You will have to talk with a sales representative and get the accurate price from him, but hey, at least they’re trying.

New Relic

We have to admit that we were surprised to see that New Relic has a pricing page with actual prices. The essentials plan cost $0.10 per hour, and if you’ll use it for an entire month, it’ll cost you about $75/month (since a month has about 750 hours). It comes with 3 days of data retention (that include aggregate metrics, non aggregated insights events), alerting and custom dashboards and more.

The pro plan costs $0.20 per hour, which can come up to $149 per month. Here you’ll have 90 days of metrics, all features of APM essentials, monthly SLA reports and deployment tracking, JVM monitoring and service topology maps and more.

All accounts start with a 14-day free pro trial, so you can see if you actually need it. After 14 days you’ll be moved to the lite plan, so you could have a taste from both worlds.

Wavefront

Just like you can’t sign up without getting permission (or a phone call) from the company, you can’t get the pricing info either.

Bottom line: When companies give out a price, even if it’s not accurate, it helps us understand what we’re up against. With so many tools and companies available today, not publishing any pricing plan is a risk – and yes Wavefront, we’re looking at you.

It seems that Datadog and SignalFX offer similar prices, while New Relic is far more expensive. But you can expect that, since the latter is a full APM solution.

5. Enhancing Your Dashboard

It doesn’t matter which dashboard caught your attention, they all give you an overall view of your application. Sure, it’s enough to know everything is up and working, but when it comes down to application errors, why should you stop at the stack trace level?

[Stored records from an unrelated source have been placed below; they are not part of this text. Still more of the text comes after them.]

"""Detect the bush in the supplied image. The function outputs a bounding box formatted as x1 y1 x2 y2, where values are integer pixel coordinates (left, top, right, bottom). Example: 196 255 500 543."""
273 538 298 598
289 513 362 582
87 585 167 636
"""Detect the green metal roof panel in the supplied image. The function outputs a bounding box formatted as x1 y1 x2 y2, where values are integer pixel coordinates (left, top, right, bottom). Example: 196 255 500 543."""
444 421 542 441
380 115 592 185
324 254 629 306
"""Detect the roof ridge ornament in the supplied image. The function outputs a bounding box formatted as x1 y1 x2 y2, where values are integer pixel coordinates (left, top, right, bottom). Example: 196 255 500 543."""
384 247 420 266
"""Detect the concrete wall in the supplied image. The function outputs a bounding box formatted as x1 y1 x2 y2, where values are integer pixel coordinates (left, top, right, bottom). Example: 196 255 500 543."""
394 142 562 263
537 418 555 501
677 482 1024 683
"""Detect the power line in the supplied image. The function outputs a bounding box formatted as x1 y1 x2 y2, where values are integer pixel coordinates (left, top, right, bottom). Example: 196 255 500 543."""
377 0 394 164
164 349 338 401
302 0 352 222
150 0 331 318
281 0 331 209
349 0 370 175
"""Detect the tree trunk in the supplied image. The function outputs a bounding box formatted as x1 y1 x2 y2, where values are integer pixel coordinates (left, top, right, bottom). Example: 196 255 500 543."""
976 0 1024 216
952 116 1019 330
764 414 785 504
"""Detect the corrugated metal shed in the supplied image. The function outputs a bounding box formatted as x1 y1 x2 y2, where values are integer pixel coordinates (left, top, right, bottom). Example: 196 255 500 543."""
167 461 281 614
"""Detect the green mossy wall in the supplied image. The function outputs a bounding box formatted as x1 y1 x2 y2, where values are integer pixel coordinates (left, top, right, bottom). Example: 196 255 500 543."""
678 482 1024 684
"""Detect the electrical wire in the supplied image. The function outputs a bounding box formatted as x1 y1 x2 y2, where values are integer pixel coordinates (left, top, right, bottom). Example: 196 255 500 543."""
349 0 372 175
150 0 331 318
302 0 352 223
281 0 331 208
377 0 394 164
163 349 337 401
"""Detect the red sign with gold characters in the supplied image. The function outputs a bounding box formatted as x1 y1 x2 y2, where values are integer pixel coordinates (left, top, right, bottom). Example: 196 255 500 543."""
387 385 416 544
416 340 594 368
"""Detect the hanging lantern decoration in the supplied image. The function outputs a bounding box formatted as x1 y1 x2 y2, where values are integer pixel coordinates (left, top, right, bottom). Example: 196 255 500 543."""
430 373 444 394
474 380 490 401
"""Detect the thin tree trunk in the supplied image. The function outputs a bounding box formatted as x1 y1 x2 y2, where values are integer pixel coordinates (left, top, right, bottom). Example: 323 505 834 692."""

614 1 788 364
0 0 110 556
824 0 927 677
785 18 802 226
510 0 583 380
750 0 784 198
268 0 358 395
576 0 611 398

With Harness, you can tell if a new deployment broke something in your code, get insight into all the errors happening in your application, and zoom in on critical issues. Service Reliability Management tells you when and why your code breaks in production, by getting down to the JVM level to bring you the actual code and variable state you need to solve each error.

Service Reliability Management runs as a native Java agent, and it does not require code changes, binary dependencies, or build configurations. With integrations like JIRA and Slack, Service Reliability Management is simple to slide into your existing workflow.

Final Thoughts

You probably have a long list of metrics, conditions and data you’d like to monitor inside your application at all time. But what good would it be, if you won’t be able to read all of this information on your dashboard?

As shallow as it might sound, looks are a big part of your day to day monitoring habits. Ideally, you should be able to get all of your desired information in a glance, without spending too much time deep-diving into logs and metrics.

While we don’t have all of the answers, we hope this post helped you get a different perspective when choosing a new tool. Who knows, it might help you cut down your time to issue resolution (And if not, there’s always Service Reliability Management for that).